Download PDF: Dymo_Grice_Muecke_Ritter
12:40h - Adrian Simpson: Sex-specific acoustic and articulatory correlates of phonological contrast (with Melanie Weirich)
A number of differences between male and female speech can be accounted for by examining anatomical and physiological differences between male and female speakers. Longer, thicker male vocal folds vibrate at a lower natural frequency than their female counterparts. The lowering of the larynx during puberty gives rise to an adult male vocal tract which is on average 15-20% longer than that of an adult female, in turn producing formant frequencies that are lower. However, consistent durational differences between female and male speech that have repeatedly been found in languages cannot be readily explained by bio-physical factors. At first sight, female speakers appear to be producing longer durations both at a segmental as well as at an utterance level. On closer inspection, however, it would seem that durational differences result from female speakers achieving greater temporal enhancement of phonological contrast, in particular, at places of prosodic significance.

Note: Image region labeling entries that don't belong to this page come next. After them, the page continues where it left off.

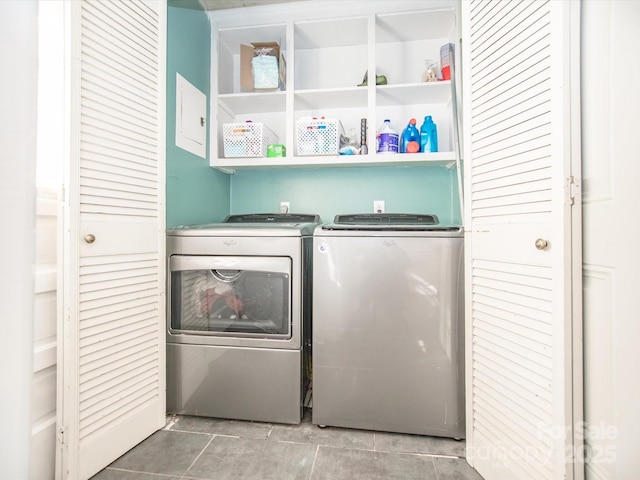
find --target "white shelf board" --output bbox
[218,91,287,115]
[211,152,456,173]
[376,80,451,106]
[295,87,367,110]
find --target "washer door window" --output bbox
[169,256,291,339]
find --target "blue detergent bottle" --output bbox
[400,118,420,153]
[420,115,438,153]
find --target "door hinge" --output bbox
[564,175,580,205]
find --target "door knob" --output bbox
[536,238,549,250]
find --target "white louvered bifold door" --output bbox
[462,0,581,480]
[57,0,166,479]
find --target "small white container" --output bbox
[222,122,279,158]
[296,118,344,156]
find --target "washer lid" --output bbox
[322,213,460,231]
[223,213,320,223]
[167,213,321,237]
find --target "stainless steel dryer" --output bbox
[167,214,320,423]
[312,214,465,438]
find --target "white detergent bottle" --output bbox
[376,119,400,153]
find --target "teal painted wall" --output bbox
[231,167,461,224]
[166,2,230,227]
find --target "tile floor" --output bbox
[93,411,482,480]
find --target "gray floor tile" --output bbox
[91,468,181,480]
[110,430,211,476]
[269,413,374,450]
[433,457,482,480]
[168,416,272,439]
[311,447,437,480]
[375,432,465,457]
[187,437,317,480]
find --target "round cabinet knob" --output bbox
[536,238,549,250]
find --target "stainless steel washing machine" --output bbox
[312,214,465,438]
[167,214,320,423]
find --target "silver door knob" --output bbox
[536,238,549,250]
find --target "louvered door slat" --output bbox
[62,0,166,479]
[462,0,573,480]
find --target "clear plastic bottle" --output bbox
[400,118,420,153]
[420,115,438,152]
[376,119,399,153]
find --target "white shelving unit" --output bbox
[210,1,459,173]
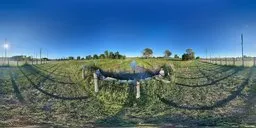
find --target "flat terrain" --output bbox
[0,59,256,127]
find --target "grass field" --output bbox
[0,58,256,127]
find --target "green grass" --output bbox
[0,58,256,127]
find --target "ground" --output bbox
[0,58,256,127]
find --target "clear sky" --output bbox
[0,0,256,58]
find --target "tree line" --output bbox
[142,48,199,60]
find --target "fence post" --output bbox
[82,66,85,79]
[253,57,256,67]
[136,81,140,99]
[93,72,99,92]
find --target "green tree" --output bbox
[143,48,153,58]
[93,54,99,59]
[99,54,106,59]
[164,50,172,57]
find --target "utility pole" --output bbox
[241,33,244,66]
[40,48,42,64]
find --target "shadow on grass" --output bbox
[158,69,253,110]
[24,65,76,85]
[175,68,243,87]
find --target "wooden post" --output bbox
[82,66,85,79]
[253,57,256,67]
[241,34,244,67]
[93,72,99,93]
[136,81,140,99]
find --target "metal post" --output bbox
[136,81,140,99]
[241,34,244,66]
[93,72,99,93]
[253,57,256,67]
[40,48,42,64]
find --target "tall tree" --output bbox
[143,48,153,58]
[164,50,172,57]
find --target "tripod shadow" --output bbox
[158,69,253,110]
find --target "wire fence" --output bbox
[201,57,256,67]
[0,59,50,66]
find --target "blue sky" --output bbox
[0,0,256,58]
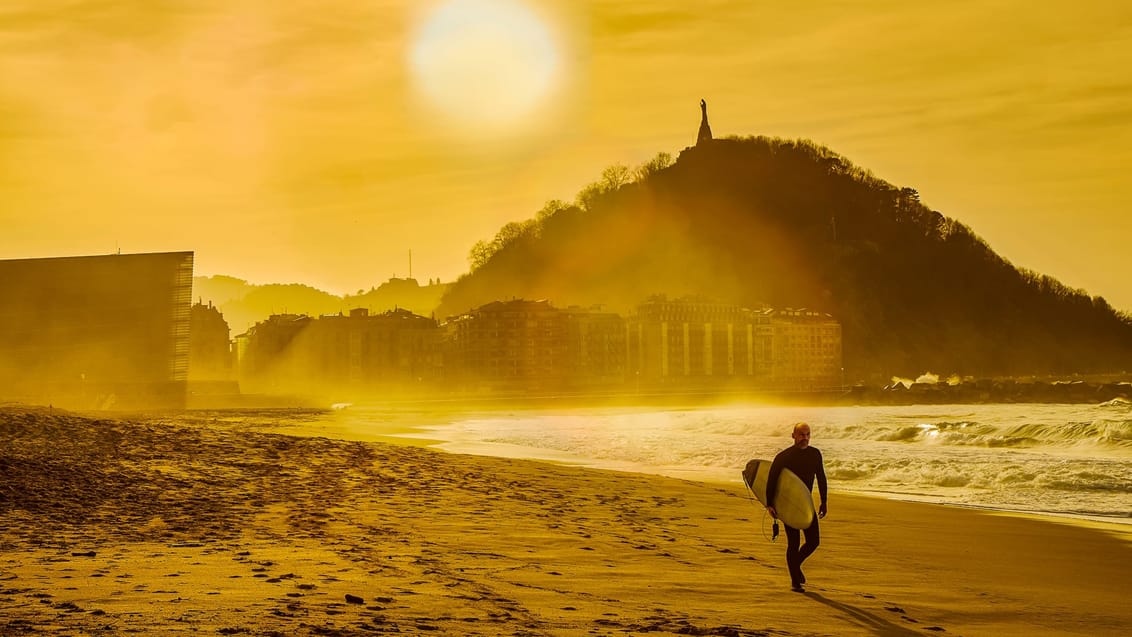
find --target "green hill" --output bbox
[192,275,447,336]
[437,137,1132,377]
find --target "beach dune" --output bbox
[0,406,1132,636]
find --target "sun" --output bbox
[408,0,563,132]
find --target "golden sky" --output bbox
[0,0,1132,311]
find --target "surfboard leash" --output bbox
[743,480,779,542]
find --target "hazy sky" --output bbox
[0,0,1132,311]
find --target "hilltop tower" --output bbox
[696,100,711,146]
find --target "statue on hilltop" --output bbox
[696,100,711,146]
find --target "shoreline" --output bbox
[0,408,1132,637]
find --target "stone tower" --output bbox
[696,100,711,146]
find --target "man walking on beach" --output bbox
[766,422,827,593]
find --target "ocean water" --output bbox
[382,399,1132,524]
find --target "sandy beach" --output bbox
[0,405,1132,637]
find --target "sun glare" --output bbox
[408,0,563,132]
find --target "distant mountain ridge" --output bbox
[437,137,1132,377]
[192,275,447,336]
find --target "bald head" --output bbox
[790,422,809,449]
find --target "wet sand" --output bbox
[0,406,1132,636]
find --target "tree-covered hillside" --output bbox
[437,137,1132,377]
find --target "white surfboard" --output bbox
[743,459,816,528]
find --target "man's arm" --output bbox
[766,454,782,518]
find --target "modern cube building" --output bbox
[0,252,192,408]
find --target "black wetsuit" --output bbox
[766,446,827,589]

This paper describes ways in which males and females differ in their realisation of phonological contrast at an acoustic and articulatory level and evaluates explanations that can be advanced to account for the differences.
13:10h - Lunch
14:40h - Louis Goldstein: Can cognitive barriers (on prosody) act like physical barriers (on articulation)?

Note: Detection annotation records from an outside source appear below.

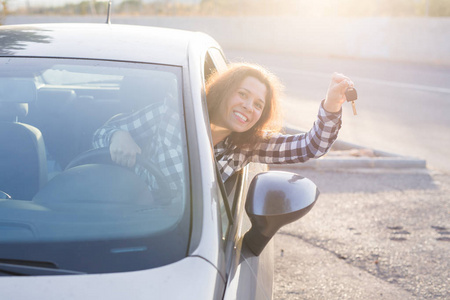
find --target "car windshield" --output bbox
[0,57,190,275]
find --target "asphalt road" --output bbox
[225,49,450,172]
[226,51,450,300]
[268,168,450,300]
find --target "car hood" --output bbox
[0,256,224,300]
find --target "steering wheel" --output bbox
[65,147,173,196]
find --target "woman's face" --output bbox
[211,76,267,132]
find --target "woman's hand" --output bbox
[109,130,141,168]
[323,73,353,113]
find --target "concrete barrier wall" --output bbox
[6,16,450,66]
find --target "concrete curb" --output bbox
[273,126,427,169]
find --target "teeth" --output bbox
[234,111,247,122]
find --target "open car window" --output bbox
[0,57,190,273]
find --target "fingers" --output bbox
[324,72,354,112]
[109,131,141,168]
[332,72,355,89]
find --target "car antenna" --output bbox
[106,0,112,24]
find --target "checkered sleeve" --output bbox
[93,104,183,198]
[135,110,184,195]
[93,104,167,148]
[248,104,342,164]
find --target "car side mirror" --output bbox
[244,171,319,255]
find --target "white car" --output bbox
[0,24,319,300]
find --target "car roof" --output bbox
[0,23,216,65]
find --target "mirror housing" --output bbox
[244,171,319,255]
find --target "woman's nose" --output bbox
[242,98,253,111]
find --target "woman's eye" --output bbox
[238,92,247,98]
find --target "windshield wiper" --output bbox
[0,263,86,276]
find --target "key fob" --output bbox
[345,88,358,102]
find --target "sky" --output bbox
[8,0,196,9]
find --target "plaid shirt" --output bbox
[93,103,183,191]
[214,105,342,182]
[93,104,341,189]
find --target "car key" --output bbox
[345,88,358,115]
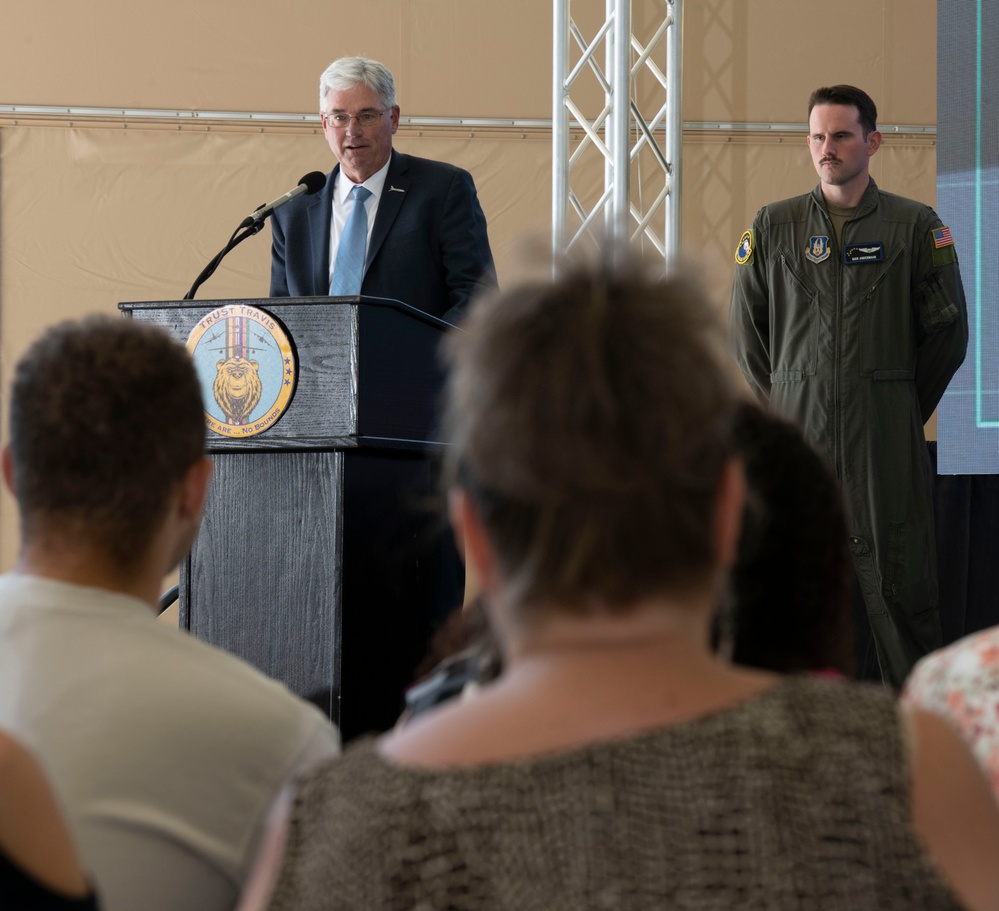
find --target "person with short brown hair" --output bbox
[0,317,338,911]
[730,85,968,689]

New methods for collection of articulatory data and the development of techniques for automatic alignment of speech with a phonetic transcription have produced an order-of- magnitude increase in the amount of available data on key phonetic observables and how they vary over subjects, utterances, and contexts. This makes it possible to begin to probe the distribution of these observables for potential structure that could provide insight into the dynamics underlying speech planning and production and the problem of learning. Distributions of large (>1000) numbers of observations of constriction degree (CD), constriction location (CL), and articulator positions for various consonants and vowels will be presented in this light, gathered from both the Wisconsin x-ray microbeam corpus and the new USC real-time MRI TIMIT corpus. One finding to be discussed is that the distributions of CD values for gestures in which the tongue contacts a physical barrier (the palate and/or teeth) are highly skewed. This is not surprising and can result from predicted saturation effects (as Fujimura proposed). Potential variations in the force with which a gesture is articulated can fail to change the distance to the palate and instead produce tissue compression. However, more surprising are examples in which prosodic events show such skewed distributions, despite the lack of physical barriers. The amount of f0 fall over the last two pitch accents of a declarative Intonational Phrase show show this kind of highly skewed distribution, as will be shown in data from both English and Spanish. F0 always falls in this context, with 0 Hz appearing to function like a barrier, but with the mode of the distribution close to 0. This skewing must emerge from some aspect of the planning process, as there is no physical barrier in this case, only a phonological/cognitive one. The cognitive nature of this boundary is shown by the companion data from imperative IPs in Spanish, which shown mean pitch falls similar to that for declaratives, but completely symmetric distributions: 0 Hz pitch fall is no barrier in this case.
Dowmload PDF: Dymo_Goldstein
15:10h - Marianne Pouplier: Articulatory correlates of syllable structure: results across languages (with Stefania Marin)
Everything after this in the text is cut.